Art gives us the chance to bring people and ideas together. Throughout history, artists have participated as adamant reactionaries to Unjust social-political actions and protest art is the creative works produced by activists and social movements. It is a traditional means of communication, utilized by a cross section of collectives and the state to inform and persuade citizens. Protest art helps arouse base emotions in their audiences, and in return may increase the climate of tension and create new opportunities to dissent.
Protest art acts as an important tool to form social consciousness, create networks, operate accessibly, and be cost-effective. Social movements produce such works as the signs, banners, posters, and other printed materials used to convey a particular cause or message. Often, such art is used as part of demonstrations or acts of civil disobedience. These works tend to be ephemeral, characterized by their portability and disposability, and are frequently not authored or owned by any one person. The various peace symbols, and the raised fist are two examples that highlight the democratic ownership of these signs.
Protest art also includes (but is not limited to) performance, site-specific installations, graffiti and street art, and crosses the boundaries of Visual arts genres, media, and disciplines. While some protest art is associated with trained and professional artists, an extensive knowledge of art is not required to take part in protest art. Protest artists frequently bypass the art-world institutions and commercial gallery system in an attempt to reach a wider audience.
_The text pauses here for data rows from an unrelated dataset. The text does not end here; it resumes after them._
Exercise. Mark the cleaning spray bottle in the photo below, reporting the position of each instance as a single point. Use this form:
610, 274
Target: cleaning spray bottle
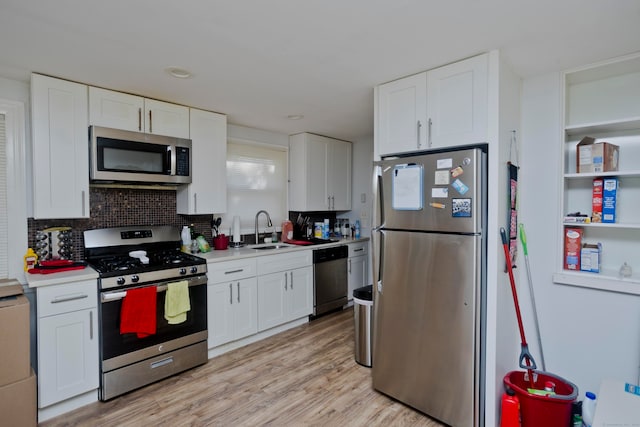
185, 235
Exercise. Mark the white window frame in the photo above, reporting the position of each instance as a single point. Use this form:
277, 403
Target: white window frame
247, 219
14, 113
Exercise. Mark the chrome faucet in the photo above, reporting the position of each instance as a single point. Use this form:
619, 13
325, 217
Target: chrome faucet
269, 223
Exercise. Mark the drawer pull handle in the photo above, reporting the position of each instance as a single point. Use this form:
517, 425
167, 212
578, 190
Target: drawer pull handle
162, 362
66, 299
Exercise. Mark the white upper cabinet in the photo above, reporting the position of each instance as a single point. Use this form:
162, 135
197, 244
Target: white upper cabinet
402, 115
444, 107
163, 118
116, 110
320, 173
207, 192
119, 110
457, 103
60, 148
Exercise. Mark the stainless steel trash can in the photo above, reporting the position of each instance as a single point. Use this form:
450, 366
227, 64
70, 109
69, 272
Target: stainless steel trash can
363, 315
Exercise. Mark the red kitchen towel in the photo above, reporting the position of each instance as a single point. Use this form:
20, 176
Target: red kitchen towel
138, 315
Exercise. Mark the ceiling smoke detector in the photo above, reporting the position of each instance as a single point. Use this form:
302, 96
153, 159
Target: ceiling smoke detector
179, 73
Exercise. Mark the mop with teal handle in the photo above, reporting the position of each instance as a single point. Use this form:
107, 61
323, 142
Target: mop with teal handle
523, 240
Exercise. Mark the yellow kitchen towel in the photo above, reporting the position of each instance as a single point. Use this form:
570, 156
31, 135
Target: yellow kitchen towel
176, 303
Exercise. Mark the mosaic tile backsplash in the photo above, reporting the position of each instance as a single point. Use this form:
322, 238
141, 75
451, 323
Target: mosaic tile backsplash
119, 207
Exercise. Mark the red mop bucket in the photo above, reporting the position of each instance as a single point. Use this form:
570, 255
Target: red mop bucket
537, 410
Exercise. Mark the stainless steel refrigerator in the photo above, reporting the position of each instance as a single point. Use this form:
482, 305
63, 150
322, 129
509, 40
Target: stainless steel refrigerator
430, 282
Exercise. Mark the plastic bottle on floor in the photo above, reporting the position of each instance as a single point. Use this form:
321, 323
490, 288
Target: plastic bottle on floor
510, 409
588, 408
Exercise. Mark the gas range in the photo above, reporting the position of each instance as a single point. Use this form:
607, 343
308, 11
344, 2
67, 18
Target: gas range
126, 256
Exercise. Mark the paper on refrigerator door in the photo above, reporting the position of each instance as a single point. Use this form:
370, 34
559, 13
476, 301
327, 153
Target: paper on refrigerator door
407, 187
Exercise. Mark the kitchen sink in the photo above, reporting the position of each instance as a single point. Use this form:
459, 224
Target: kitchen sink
270, 246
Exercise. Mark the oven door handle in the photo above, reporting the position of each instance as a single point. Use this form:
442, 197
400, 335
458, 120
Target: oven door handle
116, 295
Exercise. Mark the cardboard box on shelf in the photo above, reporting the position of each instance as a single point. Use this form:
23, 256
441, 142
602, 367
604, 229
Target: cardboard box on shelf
18, 404
591, 257
572, 248
15, 354
596, 200
609, 199
595, 157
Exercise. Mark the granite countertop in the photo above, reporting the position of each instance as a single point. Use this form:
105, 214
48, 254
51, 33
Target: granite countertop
88, 273
62, 277
250, 251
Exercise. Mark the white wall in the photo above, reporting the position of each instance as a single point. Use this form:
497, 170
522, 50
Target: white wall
587, 335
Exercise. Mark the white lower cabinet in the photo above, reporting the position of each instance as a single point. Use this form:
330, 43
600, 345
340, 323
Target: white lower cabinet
232, 308
232, 311
60, 149
285, 288
357, 267
67, 341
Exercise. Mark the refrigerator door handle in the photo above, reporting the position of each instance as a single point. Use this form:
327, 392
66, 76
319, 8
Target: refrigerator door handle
378, 221
377, 242
378, 200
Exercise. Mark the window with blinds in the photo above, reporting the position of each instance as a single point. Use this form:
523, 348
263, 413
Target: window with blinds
4, 233
256, 180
Furthermore, protest art is not limited to one region or country, but is rather a method that is used around the world.
Protest art represents and includes aesthetic, sociopolitical, and technological developments that have attempted to challenge and complicate the traditional boundaries and hierarchies of culture as represented by those in power. Its aim is to create art that is a form of political or social currency, actively addressing cultural power structures rather than representing them or simply describing them. It emerged partly out of a call for art to be connected to a wider audience, and to open up spaces where the marginalized and disenfranchised can be seen and heard.
Protest art incorporates the use of public space to address socio-political issues and to encourage community and public participation as a means of bringing about social change.
It aims to affect social change by engaging in active processes of representation that work to foster participation in dialogue, raise consciousness, and empower individuals and communities. The need to ensure the continued impact of a work by sustaining the public participation process it initiated is also a challenge for many protest artists. It often requires the artist to establish relationships within the communities where projects take place.
If social movements are understood as “repeated public displays” of alternative political and cultural values, then protest art is significant in articulating such alternative views. Protest art is also important to the dimension of culture and an understanding of its importance alongside political, economical, and social forces in movements and acts of social change. One should be wary of conflating protest art with political art, as doing so obscures critical differences in methodology, strategy, and activist goals.
As awareness of social justices around the world became more common among the public, an increase in protest art can be seen. Some of the most critically effective artworks of the recent period were staged outside the gallery, away from the museum and in that sense, protest art has found a different relationship to the public.